ファクタリングと刑事事件

ファクタリングで売掛金を買い取ってもらう時に注意しないといけないポイントがあります。
正直ベースでファクタリングを利用する場合は、何の問題ありません。
しかしながら、下記のようなことをやってしまうと、刑事事件になってしまうケースもあるようです。

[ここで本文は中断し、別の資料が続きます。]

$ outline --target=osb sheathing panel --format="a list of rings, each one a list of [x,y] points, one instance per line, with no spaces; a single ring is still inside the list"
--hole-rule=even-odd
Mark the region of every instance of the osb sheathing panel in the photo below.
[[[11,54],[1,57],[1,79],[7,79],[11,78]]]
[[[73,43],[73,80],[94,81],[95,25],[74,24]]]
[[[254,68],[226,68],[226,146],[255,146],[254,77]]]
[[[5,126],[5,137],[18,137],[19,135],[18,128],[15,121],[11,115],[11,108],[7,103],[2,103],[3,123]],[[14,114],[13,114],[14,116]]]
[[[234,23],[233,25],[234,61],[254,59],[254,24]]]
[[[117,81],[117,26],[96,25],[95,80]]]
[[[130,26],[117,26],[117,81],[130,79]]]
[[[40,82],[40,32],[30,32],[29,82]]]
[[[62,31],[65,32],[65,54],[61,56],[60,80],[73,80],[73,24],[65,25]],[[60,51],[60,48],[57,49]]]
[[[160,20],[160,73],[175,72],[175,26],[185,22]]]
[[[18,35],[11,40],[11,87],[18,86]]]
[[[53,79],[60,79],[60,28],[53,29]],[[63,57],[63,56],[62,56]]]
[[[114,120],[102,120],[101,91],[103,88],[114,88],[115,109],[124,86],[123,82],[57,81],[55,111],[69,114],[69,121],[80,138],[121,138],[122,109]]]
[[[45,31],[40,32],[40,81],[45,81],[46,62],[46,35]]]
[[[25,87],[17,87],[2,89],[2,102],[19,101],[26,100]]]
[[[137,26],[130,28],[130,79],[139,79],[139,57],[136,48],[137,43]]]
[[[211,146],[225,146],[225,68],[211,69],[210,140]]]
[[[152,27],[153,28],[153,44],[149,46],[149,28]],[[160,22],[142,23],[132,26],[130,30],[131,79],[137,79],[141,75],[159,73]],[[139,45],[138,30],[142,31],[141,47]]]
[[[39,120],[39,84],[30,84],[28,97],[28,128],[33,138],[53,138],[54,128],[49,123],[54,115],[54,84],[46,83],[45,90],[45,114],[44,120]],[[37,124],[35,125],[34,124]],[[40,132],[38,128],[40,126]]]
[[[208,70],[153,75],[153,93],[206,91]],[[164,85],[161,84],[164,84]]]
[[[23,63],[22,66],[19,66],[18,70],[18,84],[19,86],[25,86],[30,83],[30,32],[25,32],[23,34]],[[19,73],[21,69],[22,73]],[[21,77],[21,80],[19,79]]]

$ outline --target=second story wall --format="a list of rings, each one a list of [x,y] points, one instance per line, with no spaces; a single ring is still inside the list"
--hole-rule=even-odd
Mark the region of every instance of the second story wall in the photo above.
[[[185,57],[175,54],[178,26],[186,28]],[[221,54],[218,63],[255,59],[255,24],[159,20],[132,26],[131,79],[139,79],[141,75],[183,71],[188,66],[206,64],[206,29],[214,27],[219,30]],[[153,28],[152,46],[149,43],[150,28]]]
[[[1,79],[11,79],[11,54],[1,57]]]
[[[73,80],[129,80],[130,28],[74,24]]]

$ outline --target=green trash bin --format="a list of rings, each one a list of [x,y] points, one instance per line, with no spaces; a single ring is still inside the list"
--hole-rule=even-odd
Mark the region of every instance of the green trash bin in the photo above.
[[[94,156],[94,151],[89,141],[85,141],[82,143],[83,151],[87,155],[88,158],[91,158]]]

どのようなケースが刑事事件になるか、例をあげて説明します。

業務上横領

東京の工務店のA株式会社は、2社間契約でファクタリング契約を行いました。
内容は、100万円の売掛金を、ファクタリング会社に90万円で売却する契約です。
契約締結後、ファクタリング会社はA株式会社に、売掛金の買取費用として90万円を振り込みました。

1ヶ月後...

売掛金の100万円が、売掛先からA株式会社に振り込まれました。
この100万円は、本来、ファクタリング会社に返金しないといけない金ですが、A株式会社の社長は、誘惑に負けて、この100万円を個人的に使ってしまいました。

このようなケースの場合は、どうなるでしょうか?

A株式会社は、売掛金は既にファクタリング会社に売ってしまった訳ですから、この売掛金に関する権利権限は、全てファクタリング会社にあります。
ですので、A株式会社に振り込まれた100万円の売掛金はA株式会社のものではなく、ファクタリング会社の金になります。
このお金を使い込んでしまうということは、ファクタリング会社から見た場合、業務上横領になります。

このような使い込みは厳禁です。
業務上横領でファクタリング会社に訴えられないよう注意してくださいね。

詐欺

東京の工務店のA株式会社は、2社間契約でファクタリング契約を行いました。
内容は、100万円の売掛金を、ファクタリング会社Bに90万円で売却する契約です。
契約締結後、ファクタリング会社BはA株式会社に、売掛金の買取費用として90万円を振り込みました。

翌日...

A株式会社の社長さんは、売掛金で現金が得られる!
と考えて、同じ売掛金をまた、ファクタリング会社Cに売りました。
何もしらないファクタリング会社Cは、その売掛金を買い取り、90万円をA株式会社に振り込みました。
まだまだいける!と考えたA株式会社の社長さんは、同じ手法でファクタリング会社D,ファクタリング会社E,ファクタリング会社Fにも売りました。

1ヶ月後...

A株式会社の社長は、見事に飛びました。
しかしながら、この事を知ったファクタリング会社は合同で警察へ詐欺の被害届を出しました。
結果、A株式会社の社長は逮捕され、被害金額も回収されました。

1つの売掛金を複数のファクタリング会社に売るような行為は、詐欺行為になりますので、絶対に行わないようお願いします。